Turns out, asking for it isn’t her style.

He’s going to hide more for her to find.

He hopes she’ll disappear before the sheik arrives. ”

“What if she doesn’t disappear? What if she’s here because this is a good place for her to hide?” In her head, Belle pictured hitmen arriving in the dead of night armed with assault weapons and heat vision goggles.

“Benny’s going to give her a role. Starting tomorrow, she gets to be madam.”

The hitmen were forgotten. “That’s the part I wanted to play!”

“I have no idea why every woman in this town wants to be a sex worker,” Beau said.

“Other than Jayce and maybe Grady, the man pickings are slim. Since Jayce has that morality stick up his butt and Grady is married, if I were a woman, it honestly wouldn’t sound like a whole lot of fun. What am I missing?”

“The costumes, for one thing. They’re beautiful.” They were lowcut and frilly and daring, even by modern-day standards. Pearl had convinced her to try one on and she’d fallen in love. “You should see them. No one’s been allowed to wear them before this.”

“I’ll be seeing them up close and personal. Tilly and I will be working for her.”

What the actual…

Belle’s self-control snapped like a rubber band stretched past its limits.

She hated to think it was because she was jealous, but she and Beau had become friends—allies, of sorts—and now she was expected to hand him over as if she didn’t mind.

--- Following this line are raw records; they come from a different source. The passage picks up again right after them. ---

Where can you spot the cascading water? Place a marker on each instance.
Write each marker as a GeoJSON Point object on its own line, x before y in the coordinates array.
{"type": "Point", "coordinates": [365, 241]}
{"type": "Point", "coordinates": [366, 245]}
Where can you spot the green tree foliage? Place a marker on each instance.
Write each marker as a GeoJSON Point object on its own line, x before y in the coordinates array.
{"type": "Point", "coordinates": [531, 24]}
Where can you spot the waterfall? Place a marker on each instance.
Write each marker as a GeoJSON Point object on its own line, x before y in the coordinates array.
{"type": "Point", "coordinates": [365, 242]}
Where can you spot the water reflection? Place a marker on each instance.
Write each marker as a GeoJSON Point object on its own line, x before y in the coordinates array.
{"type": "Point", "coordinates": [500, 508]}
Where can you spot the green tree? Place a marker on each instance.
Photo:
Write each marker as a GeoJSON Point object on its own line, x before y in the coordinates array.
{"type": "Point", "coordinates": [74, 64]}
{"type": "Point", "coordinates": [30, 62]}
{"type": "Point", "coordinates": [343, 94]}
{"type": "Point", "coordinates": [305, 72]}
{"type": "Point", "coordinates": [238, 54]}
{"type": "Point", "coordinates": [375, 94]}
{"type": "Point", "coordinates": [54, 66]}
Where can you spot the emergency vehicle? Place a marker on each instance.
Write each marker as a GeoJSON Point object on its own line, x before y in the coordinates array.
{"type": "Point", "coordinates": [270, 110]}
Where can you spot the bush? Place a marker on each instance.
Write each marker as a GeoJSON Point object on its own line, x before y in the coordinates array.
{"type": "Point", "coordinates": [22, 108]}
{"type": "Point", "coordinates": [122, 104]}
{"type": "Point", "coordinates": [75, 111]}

To her mother. Who was beautiful and compelling and liked to party with younger men.

Belle had never, not once in her life, advocated for herself.

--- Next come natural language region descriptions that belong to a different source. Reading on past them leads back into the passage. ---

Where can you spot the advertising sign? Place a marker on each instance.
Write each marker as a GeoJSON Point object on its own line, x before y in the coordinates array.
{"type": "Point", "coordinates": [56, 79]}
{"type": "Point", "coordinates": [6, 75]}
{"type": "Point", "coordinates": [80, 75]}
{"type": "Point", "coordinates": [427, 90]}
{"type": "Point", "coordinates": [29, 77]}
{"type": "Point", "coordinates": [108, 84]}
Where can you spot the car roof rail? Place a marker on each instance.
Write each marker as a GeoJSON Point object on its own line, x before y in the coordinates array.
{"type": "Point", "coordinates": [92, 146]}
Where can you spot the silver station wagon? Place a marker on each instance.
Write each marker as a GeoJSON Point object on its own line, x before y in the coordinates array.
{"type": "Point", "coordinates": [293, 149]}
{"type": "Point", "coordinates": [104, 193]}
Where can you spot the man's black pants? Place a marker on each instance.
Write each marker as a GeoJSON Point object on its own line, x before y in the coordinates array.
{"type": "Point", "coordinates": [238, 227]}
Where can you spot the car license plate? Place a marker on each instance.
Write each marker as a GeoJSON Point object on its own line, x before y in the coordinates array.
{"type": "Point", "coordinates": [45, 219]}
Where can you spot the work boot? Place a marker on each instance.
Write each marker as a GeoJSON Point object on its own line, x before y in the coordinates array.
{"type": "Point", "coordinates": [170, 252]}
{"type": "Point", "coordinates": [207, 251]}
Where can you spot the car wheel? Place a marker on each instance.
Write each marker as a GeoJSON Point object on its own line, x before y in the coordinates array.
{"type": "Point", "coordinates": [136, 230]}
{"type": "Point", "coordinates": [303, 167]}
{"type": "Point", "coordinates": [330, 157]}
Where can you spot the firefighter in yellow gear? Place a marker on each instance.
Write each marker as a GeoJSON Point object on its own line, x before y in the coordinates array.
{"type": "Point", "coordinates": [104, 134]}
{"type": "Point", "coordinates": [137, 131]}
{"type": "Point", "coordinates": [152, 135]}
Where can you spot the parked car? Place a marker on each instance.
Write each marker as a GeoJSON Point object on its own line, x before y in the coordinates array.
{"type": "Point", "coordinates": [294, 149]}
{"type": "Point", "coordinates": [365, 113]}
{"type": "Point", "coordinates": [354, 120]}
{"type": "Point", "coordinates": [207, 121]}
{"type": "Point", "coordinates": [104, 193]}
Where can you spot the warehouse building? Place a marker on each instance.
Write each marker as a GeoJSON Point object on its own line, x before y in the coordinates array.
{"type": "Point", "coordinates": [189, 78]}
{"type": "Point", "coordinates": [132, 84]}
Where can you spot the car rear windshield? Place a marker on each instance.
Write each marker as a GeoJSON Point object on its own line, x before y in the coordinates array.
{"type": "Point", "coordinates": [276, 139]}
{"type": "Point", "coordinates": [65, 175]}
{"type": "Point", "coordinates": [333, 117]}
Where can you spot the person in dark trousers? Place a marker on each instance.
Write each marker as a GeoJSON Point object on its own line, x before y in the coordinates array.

“Drop this bag of money off at the casino door for me, honey?” Sure, Dad.

“Want to go to science camp for summer rather than take a family camping trip at Yellowstone with us?” Sure thing, Foster Mom.

“Join a cult in the mountains rather than open your own medical practice?” Sure. Why not.

Things were about to change. That was why not. And she was the only one who could do it.

She wanted to be a madam? She’d go off-script and set up a business to rival her mother’s. She wanted vaccines for the town’s children? She’d order them herself. She wanted to take her friendship with Beau to the next level for a few weeks?

That one depended on him.

But if it didn’t happen, it wasn’t going to be because she hadn’t tried.